Digital Alternatives Define New Sales Force

Teams must adapt techniques to embrace new technologies in order to remain successful
Oct 01, 2010


Bill Cooney
Consensus is growing that today's pharmaceutical sales forces must be revamped into smaller, more flexible, and science-based groups. As reps undergo this fundamental change, they must also change their tools and techniques. This includes medical speaker programs, which will have to evolve to stay relevant in the new world of pharma sales.

Following decades of growth that peaked in 2007, speaker program activity has fallen sharply over the last two years, down by 30 percent or more at most pharma companies. This has occurred even though speaker programs, when done right, are among the best examples of pharma programming, beneficial to the medical community and addressing the core need of clinicians to learn more about medical advances directly from esteemed peers.
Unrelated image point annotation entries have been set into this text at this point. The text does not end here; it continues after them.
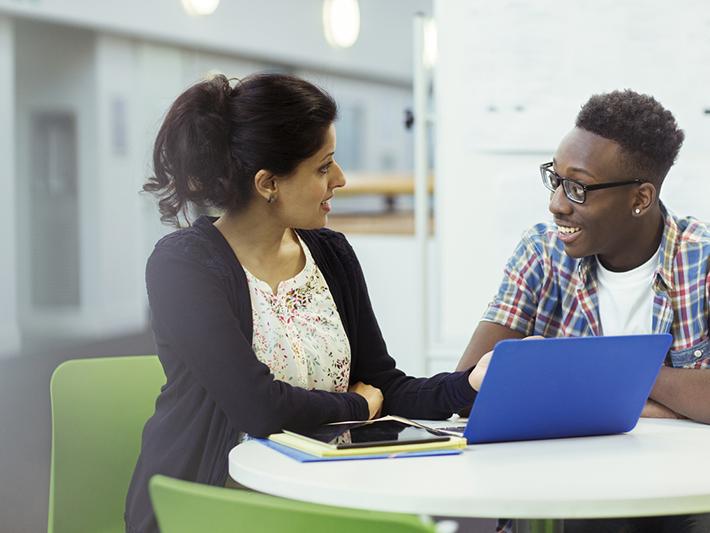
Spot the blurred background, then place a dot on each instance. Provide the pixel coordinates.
(489, 88)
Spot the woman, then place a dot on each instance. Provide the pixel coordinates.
(261, 318)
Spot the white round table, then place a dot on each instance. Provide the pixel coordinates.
(659, 468)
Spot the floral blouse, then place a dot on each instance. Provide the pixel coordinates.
(298, 333)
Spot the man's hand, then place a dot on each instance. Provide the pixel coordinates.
(372, 395)
(653, 409)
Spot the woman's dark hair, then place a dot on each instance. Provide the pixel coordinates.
(216, 137)
(647, 132)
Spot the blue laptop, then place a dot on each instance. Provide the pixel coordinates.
(565, 387)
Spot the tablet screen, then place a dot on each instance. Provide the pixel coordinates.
(378, 433)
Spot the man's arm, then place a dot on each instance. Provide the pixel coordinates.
(685, 391)
(483, 340)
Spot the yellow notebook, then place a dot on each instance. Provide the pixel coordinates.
(387, 435)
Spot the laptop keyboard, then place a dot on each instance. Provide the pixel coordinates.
(457, 430)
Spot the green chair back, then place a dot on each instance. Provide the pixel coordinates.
(185, 507)
(99, 407)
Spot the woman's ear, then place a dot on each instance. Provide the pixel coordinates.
(644, 198)
(266, 185)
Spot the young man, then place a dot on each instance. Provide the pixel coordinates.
(614, 262)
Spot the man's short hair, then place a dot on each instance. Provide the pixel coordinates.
(647, 133)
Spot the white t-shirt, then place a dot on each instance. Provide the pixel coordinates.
(298, 333)
(626, 298)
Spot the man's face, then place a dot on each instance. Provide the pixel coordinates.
(602, 224)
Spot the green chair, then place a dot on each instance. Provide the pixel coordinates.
(185, 507)
(99, 407)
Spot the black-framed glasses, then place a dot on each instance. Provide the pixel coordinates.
(577, 192)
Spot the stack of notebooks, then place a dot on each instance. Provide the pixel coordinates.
(386, 437)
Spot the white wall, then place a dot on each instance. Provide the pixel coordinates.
(9, 331)
(55, 72)
(284, 31)
(510, 79)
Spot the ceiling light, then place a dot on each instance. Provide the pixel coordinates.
(341, 22)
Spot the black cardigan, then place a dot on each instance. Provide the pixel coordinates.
(216, 387)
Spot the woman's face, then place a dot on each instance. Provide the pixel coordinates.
(304, 197)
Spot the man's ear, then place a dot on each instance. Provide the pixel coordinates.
(266, 185)
(645, 197)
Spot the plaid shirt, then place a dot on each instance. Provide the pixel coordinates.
(546, 292)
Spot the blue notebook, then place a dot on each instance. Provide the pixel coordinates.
(565, 387)
(303, 457)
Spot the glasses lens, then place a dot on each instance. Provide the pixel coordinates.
(574, 191)
(549, 178)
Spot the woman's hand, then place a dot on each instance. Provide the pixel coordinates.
(372, 395)
(653, 409)
(476, 376)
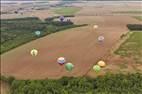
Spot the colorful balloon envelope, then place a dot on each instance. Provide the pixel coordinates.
(34, 52)
(96, 68)
(69, 66)
(37, 33)
(62, 18)
(61, 60)
(101, 63)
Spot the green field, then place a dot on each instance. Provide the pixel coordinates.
(139, 17)
(132, 47)
(107, 84)
(131, 11)
(66, 10)
(15, 32)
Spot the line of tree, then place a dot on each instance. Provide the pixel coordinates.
(107, 84)
(136, 27)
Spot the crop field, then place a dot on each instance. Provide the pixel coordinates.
(132, 47)
(139, 17)
(78, 34)
(15, 32)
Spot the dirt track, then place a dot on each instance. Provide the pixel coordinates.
(78, 45)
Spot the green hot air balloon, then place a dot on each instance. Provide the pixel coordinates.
(69, 66)
(96, 68)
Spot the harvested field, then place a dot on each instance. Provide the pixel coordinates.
(78, 45)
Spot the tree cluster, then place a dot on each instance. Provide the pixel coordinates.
(107, 84)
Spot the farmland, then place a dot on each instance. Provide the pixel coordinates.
(16, 32)
(78, 43)
(66, 10)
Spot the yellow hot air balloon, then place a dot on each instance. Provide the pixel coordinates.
(101, 63)
(34, 52)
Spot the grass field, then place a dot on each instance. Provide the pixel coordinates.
(132, 47)
(15, 32)
(79, 85)
(133, 12)
(139, 17)
(66, 10)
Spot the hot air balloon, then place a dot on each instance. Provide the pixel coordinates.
(69, 66)
(34, 52)
(101, 63)
(61, 60)
(96, 68)
(95, 26)
(61, 18)
(101, 38)
(37, 33)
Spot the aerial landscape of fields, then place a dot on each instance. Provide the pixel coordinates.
(71, 47)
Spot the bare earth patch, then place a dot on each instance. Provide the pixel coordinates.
(78, 45)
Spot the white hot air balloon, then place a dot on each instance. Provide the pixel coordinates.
(101, 63)
(61, 60)
(34, 52)
(101, 38)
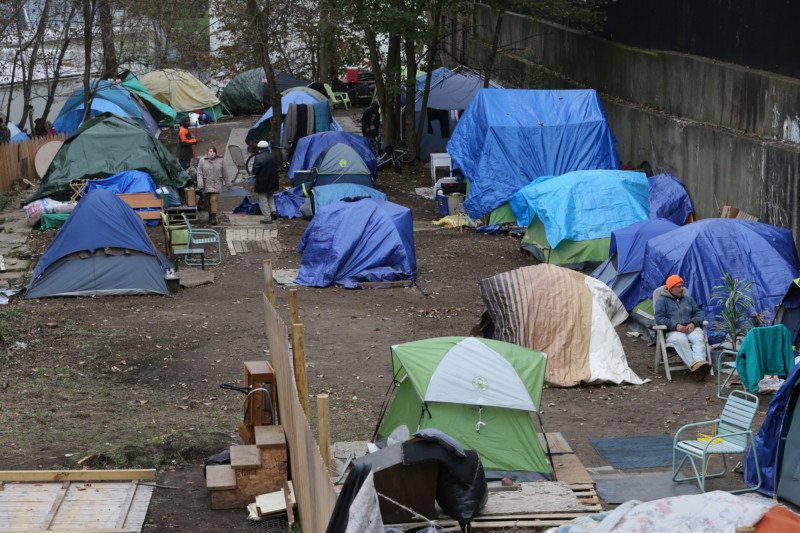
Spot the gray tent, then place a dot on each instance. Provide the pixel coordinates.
(101, 250)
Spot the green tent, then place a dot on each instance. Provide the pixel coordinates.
(107, 145)
(160, 111)
(481, 392)
(578, 255)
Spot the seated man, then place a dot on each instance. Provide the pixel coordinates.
(683, 318)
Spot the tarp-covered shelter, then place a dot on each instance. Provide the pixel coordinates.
(249, 93)
(701, 252)
(565, 314)
(107, 145)
(508, 138)
(308, 149)
(107, 97)
(101, 250)
(182, 92)
(777, 445)
(626, 256)
(570, 218)
(788, 311)
(160, 111)
(453, 383)
(348, 243)
(340, 163)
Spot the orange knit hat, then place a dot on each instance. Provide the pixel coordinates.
(673, 280)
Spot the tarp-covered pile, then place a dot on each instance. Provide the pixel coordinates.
(568, 316)
(508, 138)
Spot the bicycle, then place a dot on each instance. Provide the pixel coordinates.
(396, 155)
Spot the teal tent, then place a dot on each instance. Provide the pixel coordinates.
(481, 392)
(107, 145)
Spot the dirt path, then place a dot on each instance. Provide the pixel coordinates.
(133, 381)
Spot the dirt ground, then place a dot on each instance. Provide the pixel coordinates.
(133, 382)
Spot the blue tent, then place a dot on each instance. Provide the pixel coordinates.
(101, 250)
(308, 149)
(583, 205)
(295, 97)
(108, 97)
(329, 194)
(340, 163)
(128, 181)
(348, 243)
(508, 138)
(777, 444)
(701, 252)
(669, 200)
(626, 255)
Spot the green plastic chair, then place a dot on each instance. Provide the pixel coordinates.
(732, 435)
(201, 238)
(337, 98)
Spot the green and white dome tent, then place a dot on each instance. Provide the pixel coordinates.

Speaker programs are in decline due to the same forces that are currently reshaping all areas of pharma sales: cost, regulations, and access to healthcare professionals. If speaker programs are to resume their place as primary channels for peer-based marketing, the format must change in response to this new environment.
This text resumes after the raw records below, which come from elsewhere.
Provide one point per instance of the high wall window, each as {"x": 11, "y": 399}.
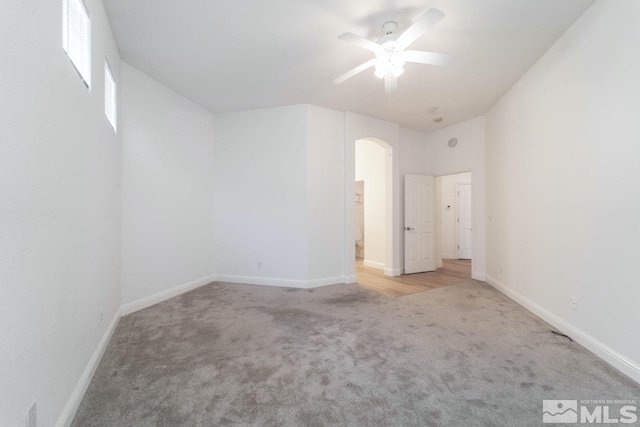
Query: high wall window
{"x": 110, "y": 97}
{"x": 76, "y": 37}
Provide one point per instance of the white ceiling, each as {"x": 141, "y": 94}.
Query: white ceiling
{"x": 246, "y": 54}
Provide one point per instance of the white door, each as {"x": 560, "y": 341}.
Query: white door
{"x": 464, "y": 221}
{"x": 419, "y": 224}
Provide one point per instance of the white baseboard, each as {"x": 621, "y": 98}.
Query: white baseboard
{"x": 286, "y": 283}
{"x": 606, "y": 353}
{"x": 165, "y": 295}
{"x": 392, "y": 271}
{"x": 373, "y": 264}
{"x": 478, "y": 276}
{"x": 70, "y": 409}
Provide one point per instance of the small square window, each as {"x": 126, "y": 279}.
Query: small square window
{"x": 110, "y": 97}
{"x": 76, "y": 37}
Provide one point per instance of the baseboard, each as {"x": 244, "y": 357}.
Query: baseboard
{"x": 373, "y": 264}
{"x": 286, "y": 283}
{"x": 479, "y": 276}
{"x": 165, "y": 295}
{"x": 70, "y": 409}
{"x": 392, "y": 271}
{"x": 606, "y": 353}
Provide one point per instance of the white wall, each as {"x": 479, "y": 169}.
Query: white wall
{"x": 448, "y": 217}
{"x": 260, "y": 189}
{"x": 325, "y": 194}
{"x": 371, "y": 168}
{"x": 167, "y": 197}
{"x": 59, "y": 210}
{"x": 563, "y": 177}
{"x": 468, "y": 155}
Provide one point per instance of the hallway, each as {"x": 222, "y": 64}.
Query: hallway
{"x": 452, "y": 272}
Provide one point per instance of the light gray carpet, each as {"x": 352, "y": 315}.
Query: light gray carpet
{"x": 463, "y": 355}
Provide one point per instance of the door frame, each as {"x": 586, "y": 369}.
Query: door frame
{"x": 391, "y": 217}
{"x": 458, "y": 184}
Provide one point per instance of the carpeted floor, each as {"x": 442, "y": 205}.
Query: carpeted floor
{"x": 463, "y": 355}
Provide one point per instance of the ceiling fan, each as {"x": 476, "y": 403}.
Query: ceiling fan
{"x": 391, "y": 50}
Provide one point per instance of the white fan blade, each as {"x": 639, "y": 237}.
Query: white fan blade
{"x": 426, "y": 21}
{"x": 390, "y": 83}
{"x": 360, "y": 68}
{"x": 360, "y": 41}
{"x": 430, "y": 58}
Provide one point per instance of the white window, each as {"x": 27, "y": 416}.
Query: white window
{"x": 76, "y": 37}
{"x": 110, "y": 97}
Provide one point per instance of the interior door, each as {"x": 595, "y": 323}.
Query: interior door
{"x": 464, "y": 221}
{"x": 419, "y": 224}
While almost all major trends in the medical marketplace are now adverse, one trend that is favoring speaker programs is the boom in digital media. Clinicians of all types are accessing various websites as their primary source for medical information in daily practice. To survive, speaker programs must leverage this phenomenon.

There are many ways to do this. Several pharma companies have piloted programs featuring speakers at video studios, broadcasting over the Web to audiences gathered at restaurants or hotels. These programs have been successful in various ways, save one: They haven't generated any cost savings. Other programs have been designed to connect with several hundred target clinicians in a single, live, Web-based event. This format can lower costs, but too often has failed to reach attendance goals.

An alternative Web-based format is desktop-to-desktop (D2D) speaker programs designed around small groups, brief sessions, and a large number of scheduled events. This format avoids the expense of studios and venues, and provides more flexible audience reach compared with one-time "big event" webcasts.

Digital alternatives for speaker programs must address the various forces that are redefining the pharma sales force, as follows:

Cost Control

The new economics of healthcare have caused every major pharma company to undertake unprecedented measures to cut marketing costs. Local speaker events are a major area of spend, and costs often fall in a range of $400 to $600 per attendee. Unfortunately, the studio-to-venue webcast model does not provide lower costs compared to local events. The D2D format substantially lowers costs by eliminating facility and A/V equipment expenses at studios and venues, as well as major dining costs. This can result in substantial savings of 70 percent to 80 percent.

Tougher Regulations

The D2D format is inherently compliant with various regulations that have targeted "transfers of value," including meals, with spending caps, reporting requirements, and a ban on meals at venues in two states, Massachusetts and Vermont. D2D speaker programs can be implemented with no meals and no reporting requirements for attendees. Looking ahead, this is of great importance considering the pending Physician Payment Sunshine Act (PPSA), which will require medical product companies to report payments of money or gifts, including the value of meals, made to individual physicians.